Ora, per quanto significativo, quello di Milano non è un caso isolato. Non è infatti da oggi, bensì da anni, che la più grande associazione nazionale di donne lesbiche dichiara che «il primato femminile rispetto al generare è un dato che appartiene all’ordine delle cose ed è l’unica differenza che non può non essere riconosciuta» (Il Manifesto, 5.11.2015). Ne è conseguita una rottura col fronte Lgbt assai aspra, culminata in episodi più o meno rilevanti. Si pensi al Dolomiti pride svoltosi il 9 giugno scorso a Trento: Arcilesbica non si è fatta viva. Non solo. Oltre a tenersi alla larga dal corteo, l’associazione aveva definito il manifesto degli organizzatori «irricevibile» perché «lontano anni luce dalle istanze di reale liberazione che hanno dato origine al movimento Lgbt e a tanti altri movimenti di liberazione, in primis quello delle donne».
Una lontananza determinata, anche in quella occasione, dalla non condivisione della necessità – invece sposata da Arcigay e company – di «normare la surrogacy, convinti che la proibizione non sia la via da percorrere, ma che si debba farlo tenendo conto dei limiti e delle problematicità delle legislazioni di altri Paesi e dopo un approfondito dibattito bioetico e giuridico». Non se ne parla neppure, avevano allora fatto sapere da Arcilesbica, i cui vertici fecero presente di avversare non a seconda casi bensì incondizionatamente «l’introduzione in Italia dell’istituto giuridico della maternità surrogata, una pratica intrinsecamente lesiva dell’autodeterminazione femminile».

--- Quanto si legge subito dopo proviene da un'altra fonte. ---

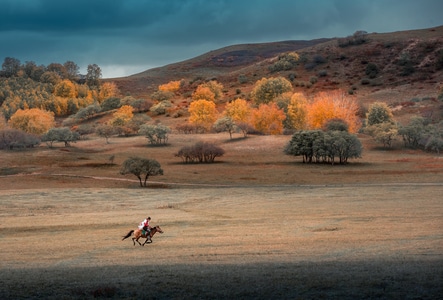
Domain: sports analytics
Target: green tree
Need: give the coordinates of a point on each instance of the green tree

La contrarietà dell’associazione nazionale di donne lesbiche al decreto del Tribunale di Milano sull’atto di nascita con “due papà” è dunque davvero solo l’ultimo episodio di una serie che, se da un lato non può certo cancellare la distanza valoriale – notevole – fra i difensori della famiglia naturale e questo movimento, dall’altro fa comunque onore a quest’ultimo che, in ogni caso, conferma la propria autonomia di pensiero anche quando essa non risulta particolarmente conveniente. Ma l’obbligo morale di ribadire che di mamma ce n’è una sola, evidentemente, è più forte di ogni difficoltà.